With these comments in mind, it was clear that we needed to delve deeper into the regulatory environment that governs Canadian financial services:
“There isn’t a lot of precedence in the industry. The similarity between Canada and the U.S. is the fragmentation – each province or state has their own securities regulator who is responsible for creating and enforcing securities laws.”
“We see the UK model as exemplary of how to let a new financial model, such as peer-to-peer lending, quickly develop and thrive. The UK regulators allowed the early innovative platforms to find their feet and establish themselves early on, and, more importantly, worked with them to develop proportionate regulation. We believe this openness to innovation is one of the key reasons behind the industry being so much more advanced in England.”
Mr Vlaar’s assertion on the development of the UK industry is on point – as made clear by AltFi Data’s latest figures.
Despite the UK’s development, public knowledge of alternative finance still has a long way to go. However, the issue is multiplied many times in Canada. On this issue, Mr Vlaar commented:
“There is a lack of awareness around peer-to-peer lending in Canada, making educating both borrowers and lenders critical. Educating lenders, specifically, is integral to achieving mainstream adoption. Our early adopters are financially savvy, have a strong understanding of how lending works and understand the risks associated with small business. Acquiring lenders in the early majority will require proven credit models, the development of a number of resources to help lenders understand how to lend, diversify and prosper on our platform.”

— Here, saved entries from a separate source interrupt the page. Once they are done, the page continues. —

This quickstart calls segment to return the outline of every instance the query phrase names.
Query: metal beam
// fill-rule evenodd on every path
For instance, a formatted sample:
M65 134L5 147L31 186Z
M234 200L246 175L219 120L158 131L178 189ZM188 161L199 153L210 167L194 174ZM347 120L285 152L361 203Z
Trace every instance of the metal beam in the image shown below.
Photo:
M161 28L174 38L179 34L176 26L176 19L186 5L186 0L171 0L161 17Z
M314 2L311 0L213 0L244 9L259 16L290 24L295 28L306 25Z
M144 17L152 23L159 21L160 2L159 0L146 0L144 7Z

To wrap things up, we discussed the benefits that alternative finance – in particular the online aspect of alternative finance – could bring to Canada. Mr Vlaar emphasised the low population density of Canada, making branch access for challenging and increasing the footloose benefits of online access:
“Only two of the five big banks in Canada allow small businesses to apply for financing online, and even then, require them to go into a branch to complete the process. This bodes well for us in rural areas because generally only one bank or credit union is present in these communities. Lending Loop if fully accessible online, offering these small business owners the alternative they’re looking for.”

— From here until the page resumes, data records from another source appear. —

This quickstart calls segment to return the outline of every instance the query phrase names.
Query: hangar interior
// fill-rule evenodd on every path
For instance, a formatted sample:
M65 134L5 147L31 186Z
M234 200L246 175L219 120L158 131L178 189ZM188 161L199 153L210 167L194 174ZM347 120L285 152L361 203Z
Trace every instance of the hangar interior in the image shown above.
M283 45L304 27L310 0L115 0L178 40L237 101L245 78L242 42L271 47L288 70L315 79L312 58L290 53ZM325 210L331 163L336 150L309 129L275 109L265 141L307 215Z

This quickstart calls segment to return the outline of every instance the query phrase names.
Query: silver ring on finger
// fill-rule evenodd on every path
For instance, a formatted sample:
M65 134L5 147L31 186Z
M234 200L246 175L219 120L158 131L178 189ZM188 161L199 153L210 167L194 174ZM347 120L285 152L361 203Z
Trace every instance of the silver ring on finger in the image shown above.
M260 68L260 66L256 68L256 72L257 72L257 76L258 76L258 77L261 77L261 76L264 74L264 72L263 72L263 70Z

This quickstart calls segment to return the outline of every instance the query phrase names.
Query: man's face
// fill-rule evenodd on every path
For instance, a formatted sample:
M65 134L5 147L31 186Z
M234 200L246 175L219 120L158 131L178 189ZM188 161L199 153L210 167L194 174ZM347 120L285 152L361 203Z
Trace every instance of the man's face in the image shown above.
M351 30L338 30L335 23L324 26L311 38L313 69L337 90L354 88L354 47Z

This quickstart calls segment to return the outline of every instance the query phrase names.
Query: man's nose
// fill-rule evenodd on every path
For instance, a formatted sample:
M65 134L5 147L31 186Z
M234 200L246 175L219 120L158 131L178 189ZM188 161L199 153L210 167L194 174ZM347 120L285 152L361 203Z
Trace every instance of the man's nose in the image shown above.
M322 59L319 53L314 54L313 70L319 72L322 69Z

There is undoubtedly room for the service that Lending Loop provides. From Mr Vlaar’s comments, it is clear that traditional banks are underserving the population, and given the geography of the country, there is tangible advantage in taking an online approach. AltFi has investigated the restrictive nature of Canadian regulation before. If companies such as Lending Loop can deliver attractive returns without posing undue risks to customers, then perhaps they will win the support of the regulator. To finish, one last comment from Mr Vlaar:
“There is real momentum in Canada around financial innovation, and we are really excited to bring Lending Loop and peer-to-peer lending to Canadians and helping small businesses across the country.”